Monday, April 02, 2012

Cooking school in Ho Chi Minh City

One of the things I really wanted to do in Vietnam was try some cooking classes. The Lonely Planet guidebook listed one cooking school in Saigon, the Vietnam Cookery Centre. We signed up for an afternoon class and were the only students. Chef Bao, at right, was nominally our instructor, while Miss Linh, below, was more active in engaging us with translations of his instructions and monitoring our progress.
The menu included spring rolls with dipping sauce, sour clam soup, caramel pork in a clay pot, steamed coconut rice and steamed bananas in coconut milk.

The fried spring rolls were wrapped in a kind of net rice paper I had never seen before, called banh trang re. It made for a much lighter roll. And so far I can't find it for sale in Denver or even online. That's a bummer.

We each had our own work station, with most ingredients pre-chopped and/or pre-measured, so our cooking was mostly an assembly process. That seems to be a fairly standard cooking-school practice – it's an efficient way to demonstrate how a dish is put together without having to spend a lot of time mincing ingredients.

We got to pause halfway through to enjoy our spring rolls, which are typically eaten rolled up in a lettuce leaf along with some rice noodles and herbs, and dipped in fish sauce enhanced with lemon juice, sugar, garlic and chile.

Then we cooked the rest of the dishes.
The caramel pork was very rich and tasty, and was greatly enhanced by the rice that was steamed inside the coconut. The sour clam soup was interesting but probably not something I would make again. The bananas in coconut milk were made for us, as dessert. Delicious!
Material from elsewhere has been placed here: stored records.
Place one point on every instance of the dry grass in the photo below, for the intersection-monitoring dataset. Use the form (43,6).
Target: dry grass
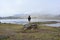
(16,32)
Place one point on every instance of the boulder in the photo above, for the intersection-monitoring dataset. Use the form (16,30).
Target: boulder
(30,26)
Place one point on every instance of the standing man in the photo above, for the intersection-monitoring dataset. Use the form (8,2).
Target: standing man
(29,18)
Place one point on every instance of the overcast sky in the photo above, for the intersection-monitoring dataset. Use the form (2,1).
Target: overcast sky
(11,7)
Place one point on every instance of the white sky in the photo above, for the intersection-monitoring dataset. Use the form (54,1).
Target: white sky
(11,7)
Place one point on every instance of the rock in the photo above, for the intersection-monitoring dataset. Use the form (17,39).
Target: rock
(30,26)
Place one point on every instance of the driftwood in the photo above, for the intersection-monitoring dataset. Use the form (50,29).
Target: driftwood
(30,26)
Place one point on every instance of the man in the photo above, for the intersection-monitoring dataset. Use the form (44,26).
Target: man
(29,18)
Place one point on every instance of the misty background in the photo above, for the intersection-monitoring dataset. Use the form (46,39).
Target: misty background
(35,8)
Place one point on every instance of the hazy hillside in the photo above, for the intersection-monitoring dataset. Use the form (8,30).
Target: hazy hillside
(40,16)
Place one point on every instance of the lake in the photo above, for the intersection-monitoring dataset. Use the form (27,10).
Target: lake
(24,21)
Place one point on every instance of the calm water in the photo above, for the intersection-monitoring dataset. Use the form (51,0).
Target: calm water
(24,21)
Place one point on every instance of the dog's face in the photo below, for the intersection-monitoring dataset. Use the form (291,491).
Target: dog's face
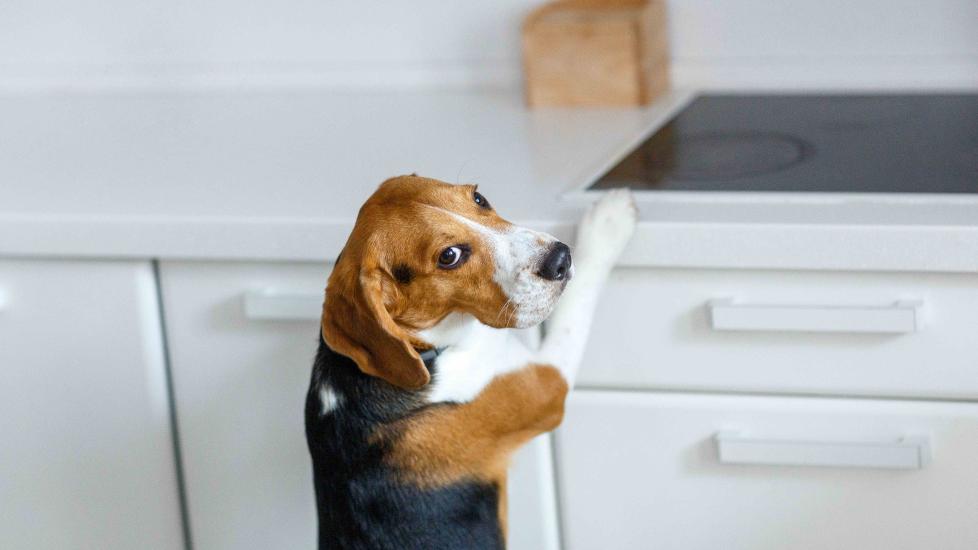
(422,249)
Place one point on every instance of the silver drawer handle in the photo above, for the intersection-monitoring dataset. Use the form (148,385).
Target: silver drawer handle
(909,453)
(274,305)
(900,317)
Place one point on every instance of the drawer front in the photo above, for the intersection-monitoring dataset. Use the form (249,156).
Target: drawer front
(86,453)
(242,340)
(644,471)
(791,332)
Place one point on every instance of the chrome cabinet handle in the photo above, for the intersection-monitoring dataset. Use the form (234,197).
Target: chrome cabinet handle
(275,305)
(899,318)
(909,453)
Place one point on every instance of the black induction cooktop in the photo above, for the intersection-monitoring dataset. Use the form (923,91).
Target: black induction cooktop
(810,143)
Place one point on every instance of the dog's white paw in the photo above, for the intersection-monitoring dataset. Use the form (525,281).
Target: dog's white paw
(606,229)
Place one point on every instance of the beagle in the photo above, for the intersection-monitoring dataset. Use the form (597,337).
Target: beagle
(418,398)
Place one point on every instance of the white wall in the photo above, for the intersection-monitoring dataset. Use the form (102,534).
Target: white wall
(369,43)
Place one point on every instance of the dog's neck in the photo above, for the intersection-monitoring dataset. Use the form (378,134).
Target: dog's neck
(451,331)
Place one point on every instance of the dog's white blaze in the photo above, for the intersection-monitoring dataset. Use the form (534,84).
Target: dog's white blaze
(474,355)
(329,399)
(516,254)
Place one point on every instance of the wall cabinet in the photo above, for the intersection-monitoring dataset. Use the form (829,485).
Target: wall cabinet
(86,459)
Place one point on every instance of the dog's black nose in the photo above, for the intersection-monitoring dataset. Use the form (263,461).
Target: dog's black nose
(556,264)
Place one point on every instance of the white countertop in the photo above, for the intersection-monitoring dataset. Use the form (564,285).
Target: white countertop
(280,176)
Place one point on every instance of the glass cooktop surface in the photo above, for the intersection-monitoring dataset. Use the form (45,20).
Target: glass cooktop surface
(810,143)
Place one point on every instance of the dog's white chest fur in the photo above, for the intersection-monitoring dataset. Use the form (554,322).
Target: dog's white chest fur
(474,355)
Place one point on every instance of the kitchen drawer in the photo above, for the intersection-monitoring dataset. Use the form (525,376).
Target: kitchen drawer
(242,339)
(86,448)
(641,470)
(898,334)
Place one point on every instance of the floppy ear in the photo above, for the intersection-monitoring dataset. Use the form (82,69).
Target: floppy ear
(356,323)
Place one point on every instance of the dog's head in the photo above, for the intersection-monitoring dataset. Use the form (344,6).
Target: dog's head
(420,250)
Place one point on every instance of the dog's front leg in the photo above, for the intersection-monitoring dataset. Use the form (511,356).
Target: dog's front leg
(601,237)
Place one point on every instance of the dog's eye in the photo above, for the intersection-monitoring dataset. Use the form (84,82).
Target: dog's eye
(452,257)
(480,200)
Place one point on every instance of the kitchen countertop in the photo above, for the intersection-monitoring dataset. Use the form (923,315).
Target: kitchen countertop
(280,175)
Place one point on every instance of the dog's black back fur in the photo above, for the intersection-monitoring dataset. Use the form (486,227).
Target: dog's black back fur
(361,501)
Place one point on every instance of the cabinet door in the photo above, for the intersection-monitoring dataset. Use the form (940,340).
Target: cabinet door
(645,470)
(242,340)
(86,459)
In all, our experience was positive, despite some communication glitches. We were charmed by the classroom and by the sincerity of our teachers. They gave us each a certificate of accomplishment, a book of the recipes we made and some very pretty postcards as souvenirs.

Since our visit, the school has moved to the main tourist district, near Ben Thanh Market, which should help their endeavor a lot. (The space we were in, while charming, is far away and hard to find. Our cab driver got lost!)

If you're planning a visit to Saigon, you should give them a try!

Vietnam Cookery Centre
26 Ly Tu Trong ( Floor 4 )
District 1, Ho Chi Minh City
Tel: (84-8) 3827-0349 or 3823-8085,


  1. I would love to take a cooking class in Vietnam. Everything is automatically Gluten-Free! When we were in Thailand we were amazed by the attention to detail--each dish had carefully cut fruit or vegetables--even when we were on a boat being chased by pirates...

  2. Delores, it was indeed.

    Diana, what?!? Pirates?!? I want to hear that story.

    And you're right, there was very little in the way of wheat products ... except the beer!